La deuxième alternance ouvre la voie à une nouvelle ère politique. Macky Sall prête serment et fait la passation de service avec Abdoulaye Wade qui donne des instructions à ses ministres leur demandant de collaborer avec le nouveau régime, l’Etat étant une continuité. Macky nomme un premier ministre technocrate en la personne de Abdou Mbaye, un banquier, et un autre comme ministre des Finances. Le nouveau gouvernement est ouvert aux formations politiques avec qui il a partagé le combat :  il décide de gouverner avec la coalition Benno Bokk Yakaar.
Il trouve une situation financière catastrophique, le trésor ne disposant pas d’argent. Ainsi l’ancien président déclare que dans 3 mois, il ne pourrait plus honorer les engagements salariaux. Ce qui n’est pas une surprise au regard de la manière dont l’argent était distribué. Un ministre n’ayant même pas 3 millions de salaire se permettant de se promener avec des secs d’argent.
Avec la stabilité politique, les bailleurs avait confiance au Sénégal et n’avaient pas hésité à injecter de l’argent pour appuyer le nouveau régime avec qui le rapport de bon compagnonnage était établi à travers le programme Yonou Yokouté, programme établi avant la campagne électorale.
Les élections législatives se préparent.
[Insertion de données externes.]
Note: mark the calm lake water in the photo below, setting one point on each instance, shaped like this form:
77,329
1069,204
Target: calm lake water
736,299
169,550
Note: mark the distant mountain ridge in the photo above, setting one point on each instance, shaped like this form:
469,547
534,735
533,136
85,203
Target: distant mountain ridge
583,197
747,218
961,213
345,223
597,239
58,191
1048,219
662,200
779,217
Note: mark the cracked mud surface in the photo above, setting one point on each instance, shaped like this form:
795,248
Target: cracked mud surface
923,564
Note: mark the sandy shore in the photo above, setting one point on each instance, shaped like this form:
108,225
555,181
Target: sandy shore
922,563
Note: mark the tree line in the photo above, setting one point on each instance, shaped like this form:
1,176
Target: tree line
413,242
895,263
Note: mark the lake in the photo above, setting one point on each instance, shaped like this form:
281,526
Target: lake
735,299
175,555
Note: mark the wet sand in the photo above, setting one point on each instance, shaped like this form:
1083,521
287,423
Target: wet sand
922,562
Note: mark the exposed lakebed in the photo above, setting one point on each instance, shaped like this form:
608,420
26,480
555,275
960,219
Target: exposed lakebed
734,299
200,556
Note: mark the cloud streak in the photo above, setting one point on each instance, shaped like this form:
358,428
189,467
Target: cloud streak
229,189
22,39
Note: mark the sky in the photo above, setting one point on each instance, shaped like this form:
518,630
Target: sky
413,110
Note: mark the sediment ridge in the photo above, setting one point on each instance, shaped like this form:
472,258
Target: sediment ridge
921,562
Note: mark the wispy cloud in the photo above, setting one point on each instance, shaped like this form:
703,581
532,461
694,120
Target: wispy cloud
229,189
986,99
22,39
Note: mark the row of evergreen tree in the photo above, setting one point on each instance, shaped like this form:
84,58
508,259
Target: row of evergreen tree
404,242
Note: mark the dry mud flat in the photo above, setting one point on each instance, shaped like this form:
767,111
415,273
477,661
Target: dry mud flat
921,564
Pour gouverner dans la stabilité, il fallait avoir la majorité à l’Assemblée où il fallait adopter les lois conformes à la nouvelle orientation politique.
Au sortir des élections, Benno obtient la majorité et décide de dérouler son programme. Le sénat et le Conseil économique et social sont dissouts. Moustapha Niasse est élu président de l’Assemblée Nationale Suite à un différend avec le Premier ministre, le ministre Alioune Badara Cissé-photo- quitte le gouvernement remplacé par Mankeur Ndiaye qui, juste après la passation de service, avait été nommé Ambassadeur du Sénégal en France. Il devient ministre des Affaires étrangères.  Makhtar Cissé reste à la tête de la douane où il avait réalisé des résultats que la douane n’a jamais obtenus. Ainsi le président Sall entame beaucoup de reformes dans la gouvernance du pays. Au niveau du foncier, secteur le plus problématique avec la dilapidation des terres, il met sur pied une commission dirigée par Maitre Doudou Ndoye pour proposer les réformes qu’il fallait. Le président Amadou Makhtar Mbow lui remet les conclusions des assises qu’il avait signées avec réserve. 

Le président Macky Sall décide d’améliorer son programme de gouvernance et l’adapter aux réalités de la gestion du pouvoir et le Yonou Yokouté cède sa place au Plan Sénégal Émergent. Un plan composé de plusieurs axes dont le financement avoisinait 7.000 milliards. Il apporte un réaménagement au niveau du gouvernement. Mr Amadou Bâ remplace Amadou Kane au finances et Makhtar Cissé devient ministre du Budget, Aminata Touré qui était à la Justice devient Premier ministre. Une délégation d’experts conduite par le ministre des Finances et celui du Budget se rend à Paris pour défendre le Plan Sénégal Émergent en vue de trouver le financement. A la tête de la diplomatie Mankeur Ndiaye apporte une nouvelle orientation. Après celle de bon voisinage, c’est la diplomatie économique qu’il fallait développer . Ainsi le Sénégal est place sur la rampe de l’émergence.